In Oregon, misdemeanors are crimes that are punishable by up to 364 days in jail. Oregon law divides misdemeanor offenses into four different categories: Class A, B, and C, and unclassified misdemeanors. Class A misdemeanors are typically the most serious type of misdemeanor, while Class C misdemeanors are the least serious. (Or. Rev. Stat. Ann. § 161.555 (2019).)
More serious crimes (felonies) are punishable by terms in state prison. For information on felonies, see Oregon Felony Crimes by Class and Sentences.
In Oregon, Class A misdemeanors are punishable by up to 364 days in jail, a fine of up to $6,250, or both. Reckless driving and prostitution are examples of Class A misdemeanors. (Or. Rev. Stat. Ann. §§ 161.615, 161.635 (2019).)
A conviction for a Class B misdemeanor in Oregon can result in up to six months in jail, a fine of as much as $2,500, or both. For instance, a minor who attempts to purchase alcohol can be convicted of a Class B misdemeanor. (Or. Rev. Stat. Ann. §§ 161.615, 161.635 (2019).)
Under Oregon law, a Class C misdemeanor is punishable by up to 30 days in jail, a fine of up to $1,250, or both. Theft of property worth less than $100, for example, is a Class C misdemeanor. (Or. Rev. Stat. Ann. §§ 161.615, 161.635 (2019).)
In Oregon, unclassified misdemeanors typically have different possible jail sentences and maximum fines as provided for in the laws that define the crimes. However, if a statute designates a crime as a misdemeanor but fails to classify it and set a penalty for it, the offense is punishable as a Class A misdemeanor. (Or. Rev. Stat. Ann. §§ 161.555, 161.615, 161.635 (2019).)
A statute of limitations is the period of time during which the state must begin criminal prosecution. The statute of limitations begins to "run" when the crime occurs. In Oregon, misdemeanors typically have two-year statutes of limitations. (Or. Rev. Stat. Ann. § 131.125 (2019).)

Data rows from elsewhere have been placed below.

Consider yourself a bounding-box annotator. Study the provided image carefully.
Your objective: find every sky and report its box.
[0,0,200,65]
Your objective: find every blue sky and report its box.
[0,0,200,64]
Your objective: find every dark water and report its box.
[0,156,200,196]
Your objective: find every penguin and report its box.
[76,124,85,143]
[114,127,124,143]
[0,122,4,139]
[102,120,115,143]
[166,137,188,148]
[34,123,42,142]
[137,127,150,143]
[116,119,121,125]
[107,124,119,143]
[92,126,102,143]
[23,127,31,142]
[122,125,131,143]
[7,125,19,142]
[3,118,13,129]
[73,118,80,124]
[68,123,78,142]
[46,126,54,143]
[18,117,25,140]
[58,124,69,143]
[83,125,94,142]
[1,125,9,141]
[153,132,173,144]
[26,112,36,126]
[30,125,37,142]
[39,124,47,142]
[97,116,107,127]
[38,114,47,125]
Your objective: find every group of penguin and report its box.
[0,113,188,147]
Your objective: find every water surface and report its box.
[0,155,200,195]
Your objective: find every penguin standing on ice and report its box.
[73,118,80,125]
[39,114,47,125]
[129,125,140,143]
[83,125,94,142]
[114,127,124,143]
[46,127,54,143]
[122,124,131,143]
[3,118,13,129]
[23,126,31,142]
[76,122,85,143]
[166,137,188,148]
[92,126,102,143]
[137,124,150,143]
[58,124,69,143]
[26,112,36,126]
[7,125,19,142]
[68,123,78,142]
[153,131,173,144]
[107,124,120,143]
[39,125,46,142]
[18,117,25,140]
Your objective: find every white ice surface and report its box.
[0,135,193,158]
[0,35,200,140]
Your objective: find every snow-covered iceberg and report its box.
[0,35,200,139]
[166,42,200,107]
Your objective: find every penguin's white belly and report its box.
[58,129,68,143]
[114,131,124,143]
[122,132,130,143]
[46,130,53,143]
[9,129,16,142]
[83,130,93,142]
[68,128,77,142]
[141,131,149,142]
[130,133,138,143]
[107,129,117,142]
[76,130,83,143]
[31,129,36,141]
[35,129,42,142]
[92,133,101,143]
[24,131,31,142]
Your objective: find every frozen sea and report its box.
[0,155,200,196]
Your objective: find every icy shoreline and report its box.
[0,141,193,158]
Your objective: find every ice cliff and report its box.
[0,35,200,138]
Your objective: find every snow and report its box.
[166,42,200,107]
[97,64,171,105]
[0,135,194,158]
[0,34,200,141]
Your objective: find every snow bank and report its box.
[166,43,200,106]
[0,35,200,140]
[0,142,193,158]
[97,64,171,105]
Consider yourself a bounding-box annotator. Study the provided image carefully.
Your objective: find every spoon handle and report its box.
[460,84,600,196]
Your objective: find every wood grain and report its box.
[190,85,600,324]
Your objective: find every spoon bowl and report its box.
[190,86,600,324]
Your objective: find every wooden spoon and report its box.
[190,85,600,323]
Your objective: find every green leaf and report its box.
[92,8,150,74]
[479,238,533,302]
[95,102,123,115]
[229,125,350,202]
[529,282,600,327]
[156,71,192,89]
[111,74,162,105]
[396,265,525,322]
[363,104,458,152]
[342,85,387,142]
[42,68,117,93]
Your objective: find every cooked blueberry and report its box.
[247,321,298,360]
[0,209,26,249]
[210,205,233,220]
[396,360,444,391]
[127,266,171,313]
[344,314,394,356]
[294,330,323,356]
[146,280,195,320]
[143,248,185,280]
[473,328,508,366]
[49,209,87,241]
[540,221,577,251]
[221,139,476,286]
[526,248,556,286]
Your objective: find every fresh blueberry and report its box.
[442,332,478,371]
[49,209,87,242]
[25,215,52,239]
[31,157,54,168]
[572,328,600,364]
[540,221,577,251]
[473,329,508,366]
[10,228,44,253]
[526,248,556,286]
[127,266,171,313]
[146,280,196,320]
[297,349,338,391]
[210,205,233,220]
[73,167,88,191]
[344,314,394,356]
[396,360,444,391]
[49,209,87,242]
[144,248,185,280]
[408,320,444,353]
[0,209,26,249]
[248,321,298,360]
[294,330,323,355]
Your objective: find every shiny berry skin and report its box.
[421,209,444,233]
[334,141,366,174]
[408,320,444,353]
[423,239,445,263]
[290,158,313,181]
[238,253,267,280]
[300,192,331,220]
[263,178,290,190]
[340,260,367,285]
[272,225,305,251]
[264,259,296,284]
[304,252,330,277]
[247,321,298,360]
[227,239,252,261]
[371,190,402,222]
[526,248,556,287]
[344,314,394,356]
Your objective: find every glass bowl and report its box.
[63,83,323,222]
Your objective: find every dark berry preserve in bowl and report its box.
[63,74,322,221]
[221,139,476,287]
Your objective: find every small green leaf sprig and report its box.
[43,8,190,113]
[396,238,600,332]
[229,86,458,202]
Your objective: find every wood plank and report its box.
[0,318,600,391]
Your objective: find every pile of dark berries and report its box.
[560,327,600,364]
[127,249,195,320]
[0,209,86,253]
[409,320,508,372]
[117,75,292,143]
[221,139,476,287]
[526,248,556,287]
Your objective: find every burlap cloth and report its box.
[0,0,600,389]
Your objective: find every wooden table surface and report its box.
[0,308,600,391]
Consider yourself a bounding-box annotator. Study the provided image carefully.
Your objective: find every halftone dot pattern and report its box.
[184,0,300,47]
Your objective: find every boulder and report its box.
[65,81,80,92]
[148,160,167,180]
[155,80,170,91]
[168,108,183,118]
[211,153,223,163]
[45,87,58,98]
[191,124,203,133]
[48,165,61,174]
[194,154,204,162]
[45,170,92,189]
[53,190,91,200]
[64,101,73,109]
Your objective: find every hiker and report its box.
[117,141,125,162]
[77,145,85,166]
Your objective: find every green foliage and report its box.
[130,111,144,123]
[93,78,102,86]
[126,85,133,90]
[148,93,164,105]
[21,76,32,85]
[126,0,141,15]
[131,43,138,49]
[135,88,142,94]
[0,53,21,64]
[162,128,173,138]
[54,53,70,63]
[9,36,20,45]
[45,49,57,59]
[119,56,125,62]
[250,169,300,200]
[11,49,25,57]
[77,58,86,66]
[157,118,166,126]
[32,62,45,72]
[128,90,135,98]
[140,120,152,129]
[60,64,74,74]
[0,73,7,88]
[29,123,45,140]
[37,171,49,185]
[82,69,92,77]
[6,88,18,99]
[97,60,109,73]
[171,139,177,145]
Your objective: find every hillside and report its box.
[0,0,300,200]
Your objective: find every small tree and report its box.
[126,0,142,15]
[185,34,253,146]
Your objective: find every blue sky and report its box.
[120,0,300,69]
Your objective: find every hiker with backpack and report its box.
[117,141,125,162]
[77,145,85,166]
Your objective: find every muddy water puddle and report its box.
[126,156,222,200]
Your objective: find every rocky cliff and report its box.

Although misdemeanors are less serious than felonies, they are still serious crimes. If you are being investigated or have been charged with an offense, you should talk to a qualified Oregon criminal defense attorney. Seeking legal advice from a lawyer who has experience defending clients in local courts is the best way to ensure that your legal rights are protected at every stage of the criminal justice process.